La pandémie a amené avec elle de nouvelles drogues sur le marché afin de pallier le manque d’opioïdes classiques. Car certaines substances coûtent deux fois plus cher qu’avant la pandémie, selon Marie-Ève Morin. Dans son rapport de 2020, l’Agence des services frontaliers du Canada confirme que les drogues sont plus en plus contaminées : « Il y a une augmentation des rencontres avec des combinaisons de polydrogues au Canada, particulièrement celles contaminées avec des opioïdes de synthèse, comme le fentanyl. » 

Le fentanyl traverse les frontières en grande quantité sous deux formes : en étant coupé avec un autre opioïde et sous forme de substance chimique (substance pure). L’interception de cette substance de laboratoire aux douanes a augmenté de 70 % entre 2019 et 2020. En l’espace d’un an, le fentanyl sous sa forme chimique est passé de 14 kg à 512 kg. 

Actuellement, on voit apparaître sur le marché noir d’autres opioïdes de synthèse.
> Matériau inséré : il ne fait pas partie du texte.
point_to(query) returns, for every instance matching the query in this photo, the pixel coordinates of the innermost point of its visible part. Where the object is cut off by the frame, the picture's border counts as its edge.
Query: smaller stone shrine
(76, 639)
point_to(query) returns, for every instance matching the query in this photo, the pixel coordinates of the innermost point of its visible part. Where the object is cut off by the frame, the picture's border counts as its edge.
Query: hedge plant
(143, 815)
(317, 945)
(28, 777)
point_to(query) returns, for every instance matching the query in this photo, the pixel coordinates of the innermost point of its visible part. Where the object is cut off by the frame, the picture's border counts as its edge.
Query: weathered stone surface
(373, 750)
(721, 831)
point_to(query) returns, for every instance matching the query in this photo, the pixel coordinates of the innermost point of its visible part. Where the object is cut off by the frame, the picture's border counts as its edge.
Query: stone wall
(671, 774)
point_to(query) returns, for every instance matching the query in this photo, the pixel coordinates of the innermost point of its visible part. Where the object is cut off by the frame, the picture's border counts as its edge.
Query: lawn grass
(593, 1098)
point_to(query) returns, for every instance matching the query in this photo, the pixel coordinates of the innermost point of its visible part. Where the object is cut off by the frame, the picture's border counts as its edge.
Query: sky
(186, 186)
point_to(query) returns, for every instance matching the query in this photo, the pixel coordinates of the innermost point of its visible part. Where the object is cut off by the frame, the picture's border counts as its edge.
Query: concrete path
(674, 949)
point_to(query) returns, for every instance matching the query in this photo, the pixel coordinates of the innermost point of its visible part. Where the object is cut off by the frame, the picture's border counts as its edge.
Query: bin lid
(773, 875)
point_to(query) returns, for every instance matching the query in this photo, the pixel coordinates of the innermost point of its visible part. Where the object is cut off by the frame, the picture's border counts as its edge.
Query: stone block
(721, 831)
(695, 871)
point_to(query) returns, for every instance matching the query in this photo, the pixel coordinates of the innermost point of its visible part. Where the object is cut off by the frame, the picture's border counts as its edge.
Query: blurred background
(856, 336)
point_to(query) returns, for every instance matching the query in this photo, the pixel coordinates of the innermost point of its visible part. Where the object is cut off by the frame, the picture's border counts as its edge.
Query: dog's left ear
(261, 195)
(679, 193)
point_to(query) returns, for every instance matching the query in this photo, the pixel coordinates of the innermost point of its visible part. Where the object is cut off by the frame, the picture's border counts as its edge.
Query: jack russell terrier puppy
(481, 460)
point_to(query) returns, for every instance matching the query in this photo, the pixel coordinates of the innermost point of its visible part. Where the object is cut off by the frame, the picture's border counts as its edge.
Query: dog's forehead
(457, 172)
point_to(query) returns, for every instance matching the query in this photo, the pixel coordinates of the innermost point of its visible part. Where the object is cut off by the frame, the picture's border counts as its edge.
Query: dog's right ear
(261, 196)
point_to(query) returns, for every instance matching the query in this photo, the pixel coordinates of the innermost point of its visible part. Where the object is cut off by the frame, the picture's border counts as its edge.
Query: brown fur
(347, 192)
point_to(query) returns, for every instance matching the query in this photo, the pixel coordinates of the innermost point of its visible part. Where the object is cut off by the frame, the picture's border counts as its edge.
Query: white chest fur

Le fentanyl a permis au protonitazène et au carfentanil de se tailler une place chez les consommateurs. À la différence du fentanyl, le protonitazène et le carfentanil ne sont pas des substances chimiques médicamenteuses. Leur apparition n’est donc pas imputable à un usage médicale. Le manque de données sur le protonitazène ne permet pas encore de savoir s’il va détrôner le fentanyl en termes de dangerosité. Les spécialistes n’ont aucune idée de la quantité de drogue que contiennent ces comprimés. Depuis qu’un cas de surdose est survenu à Sherbrooke à l’automne 2023, le Québec s’inquiète. De plus, une hausse de 96 % des saisies de cette drogue a été observée en l’espace d’une année. 

Vincent Sybertz fait part de ses craintes sur le carfentanil. Petit frère du fentanyl, il est 100 plus puissant que lui, et n’est pas destiné à la consommation humaine. Il n’a pas encore eu affaire à cette nouvelle drogue dans son centre, mais se méfie de sa venue étant donné que Montréal a déjà observé des cas. Selon lui, Québec est épargné, car la ville n’est pas proche des grands pôles de la drogue comme Montréal ou Ottawa. Ce qui inquiète les gestionnaires de centres, c’est que malgré leur formation sur les nouvelles drogues, des équipes qualifiées et du bon matériel, il y a encore trop peu de centres pour faire face à ces nouvelles consommations. Les consciences ne sont pas encore éveillées. « Il manque clairement de centres […] on commence à réaliser qu’il y a un problème. À mon avis, ce n’est pas normal que le premier centre ait ouvert il y a 2 ans à Québec », conclut Vincent Sybertz.